The sarcoplasmic reticulum (SR) Ca2+-ATPase (SERCA) plays a central role in muscle contractility and nonshivering thermogenesis. SERCA is regulated by sarcolipin (SLN), a single-pass membrane protein that uncouples Ca2+ transport from ATP hydrolysis, promoting futile enzymatic cycles and heat generation. The molecular determinants for regulating heat release by the SERCA/SLN complex are unclear.

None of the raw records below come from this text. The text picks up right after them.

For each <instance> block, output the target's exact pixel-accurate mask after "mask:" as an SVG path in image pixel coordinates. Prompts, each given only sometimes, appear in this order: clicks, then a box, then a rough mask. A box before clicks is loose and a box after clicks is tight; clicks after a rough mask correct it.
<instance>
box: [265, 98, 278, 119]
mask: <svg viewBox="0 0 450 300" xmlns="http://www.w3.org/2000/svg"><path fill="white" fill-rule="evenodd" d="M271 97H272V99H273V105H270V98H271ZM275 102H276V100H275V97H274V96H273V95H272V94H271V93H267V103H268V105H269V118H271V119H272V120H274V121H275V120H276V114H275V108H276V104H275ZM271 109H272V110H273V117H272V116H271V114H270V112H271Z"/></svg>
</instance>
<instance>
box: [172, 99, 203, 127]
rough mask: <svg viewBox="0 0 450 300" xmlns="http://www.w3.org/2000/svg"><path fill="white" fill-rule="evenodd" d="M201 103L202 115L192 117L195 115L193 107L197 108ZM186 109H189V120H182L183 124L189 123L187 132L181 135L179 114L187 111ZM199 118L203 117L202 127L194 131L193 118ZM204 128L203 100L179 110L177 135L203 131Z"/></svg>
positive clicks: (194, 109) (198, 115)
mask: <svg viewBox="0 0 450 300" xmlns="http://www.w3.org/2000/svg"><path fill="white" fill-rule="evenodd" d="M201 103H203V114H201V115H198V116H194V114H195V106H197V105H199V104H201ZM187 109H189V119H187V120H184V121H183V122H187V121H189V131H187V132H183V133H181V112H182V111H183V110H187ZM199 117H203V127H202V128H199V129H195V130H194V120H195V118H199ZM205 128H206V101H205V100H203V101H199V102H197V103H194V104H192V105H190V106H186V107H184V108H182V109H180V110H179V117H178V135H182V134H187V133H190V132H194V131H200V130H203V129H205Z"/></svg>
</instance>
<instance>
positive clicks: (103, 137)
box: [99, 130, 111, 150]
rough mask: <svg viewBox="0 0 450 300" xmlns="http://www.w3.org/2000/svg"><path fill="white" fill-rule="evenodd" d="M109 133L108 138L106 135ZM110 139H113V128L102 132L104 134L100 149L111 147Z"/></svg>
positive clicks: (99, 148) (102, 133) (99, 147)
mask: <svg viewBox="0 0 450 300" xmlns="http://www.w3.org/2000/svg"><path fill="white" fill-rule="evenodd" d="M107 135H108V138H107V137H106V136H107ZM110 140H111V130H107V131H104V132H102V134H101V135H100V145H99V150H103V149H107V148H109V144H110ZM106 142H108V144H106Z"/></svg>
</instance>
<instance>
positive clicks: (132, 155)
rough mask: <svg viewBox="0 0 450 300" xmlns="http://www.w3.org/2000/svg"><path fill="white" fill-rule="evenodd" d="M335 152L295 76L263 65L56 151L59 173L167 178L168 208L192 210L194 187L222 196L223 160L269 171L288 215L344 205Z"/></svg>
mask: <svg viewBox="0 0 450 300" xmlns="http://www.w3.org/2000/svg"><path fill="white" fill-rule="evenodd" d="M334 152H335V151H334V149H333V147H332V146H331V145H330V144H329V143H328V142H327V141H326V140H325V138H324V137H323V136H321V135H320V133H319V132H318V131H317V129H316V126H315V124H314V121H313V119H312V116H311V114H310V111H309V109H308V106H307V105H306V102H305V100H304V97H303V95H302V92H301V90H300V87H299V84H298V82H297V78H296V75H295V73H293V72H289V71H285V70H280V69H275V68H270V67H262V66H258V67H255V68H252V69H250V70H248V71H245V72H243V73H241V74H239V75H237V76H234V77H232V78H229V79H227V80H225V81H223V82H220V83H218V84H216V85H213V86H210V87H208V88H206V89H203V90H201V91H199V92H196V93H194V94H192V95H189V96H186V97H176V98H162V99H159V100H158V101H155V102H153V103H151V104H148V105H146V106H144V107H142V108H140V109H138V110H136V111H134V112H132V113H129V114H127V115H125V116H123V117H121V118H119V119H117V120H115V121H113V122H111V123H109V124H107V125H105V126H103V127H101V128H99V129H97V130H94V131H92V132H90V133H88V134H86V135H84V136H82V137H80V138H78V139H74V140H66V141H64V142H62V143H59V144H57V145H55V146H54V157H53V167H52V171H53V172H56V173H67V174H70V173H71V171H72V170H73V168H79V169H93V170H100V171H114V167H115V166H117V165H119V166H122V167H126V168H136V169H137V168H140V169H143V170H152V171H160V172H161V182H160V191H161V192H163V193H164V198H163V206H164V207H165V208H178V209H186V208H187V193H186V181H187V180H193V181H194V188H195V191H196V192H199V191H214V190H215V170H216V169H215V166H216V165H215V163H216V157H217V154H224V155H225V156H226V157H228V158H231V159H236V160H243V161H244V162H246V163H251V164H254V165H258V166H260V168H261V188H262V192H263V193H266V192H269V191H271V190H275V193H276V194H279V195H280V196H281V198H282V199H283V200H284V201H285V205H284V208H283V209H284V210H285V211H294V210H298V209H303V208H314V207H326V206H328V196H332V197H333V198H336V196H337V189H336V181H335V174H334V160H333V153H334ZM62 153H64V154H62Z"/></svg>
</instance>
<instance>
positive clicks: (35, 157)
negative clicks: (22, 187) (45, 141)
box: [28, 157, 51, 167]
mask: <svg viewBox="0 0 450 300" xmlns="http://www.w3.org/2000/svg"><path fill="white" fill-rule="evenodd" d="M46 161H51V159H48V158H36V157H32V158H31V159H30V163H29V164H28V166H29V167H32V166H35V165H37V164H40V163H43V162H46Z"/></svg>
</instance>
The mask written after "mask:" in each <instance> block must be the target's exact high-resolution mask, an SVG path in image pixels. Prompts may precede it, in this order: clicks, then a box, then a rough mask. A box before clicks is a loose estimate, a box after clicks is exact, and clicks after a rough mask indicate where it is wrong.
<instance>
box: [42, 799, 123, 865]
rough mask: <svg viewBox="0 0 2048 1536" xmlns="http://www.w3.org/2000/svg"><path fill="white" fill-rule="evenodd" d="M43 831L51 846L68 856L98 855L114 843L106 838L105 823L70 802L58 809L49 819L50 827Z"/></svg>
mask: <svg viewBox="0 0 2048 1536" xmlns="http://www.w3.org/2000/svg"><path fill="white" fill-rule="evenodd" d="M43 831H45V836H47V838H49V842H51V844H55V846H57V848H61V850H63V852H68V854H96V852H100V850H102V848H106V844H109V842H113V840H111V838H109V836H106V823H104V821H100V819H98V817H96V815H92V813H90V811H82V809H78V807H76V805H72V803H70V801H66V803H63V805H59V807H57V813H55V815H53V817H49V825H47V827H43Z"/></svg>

Using thermocalorimetry, chemical cross-linking, and solid-state NMR spectroscopy in oriented phospholipid bicelles, we show that SERCA's functional uncoupling and heat release rate are dictated by specific SERCA/SLN intramembrane interactions, with the carboxyl-terminal residues anchoring SLN to the SR membrane in an inhibitory topology. Systematic deletion of the carboxyl terminus does not prevent the SERCA/SLN complex formation but reduces uncoupling in a graded manner. These studies emphasize the critical role of lipids in defining the active topology of SLN and modulating the heat release rate by the SERCA/SLN complex, with implications in fat metabolism and basal metabolic rate.

Automated summary

The specific interactions between SERCA and SLN determine their uncoupling and heat release rate, with carboxyl-terminal residues anchoring SLN to the SR membrane in an inhibitory topology. Even with systematic deletion of the carboxyl terminus, the uncoupling decreases gradually, highlighting the critical role of lipids in defining the active topology of SLN and modulating the heat release rate by the SERCA/SLN complex.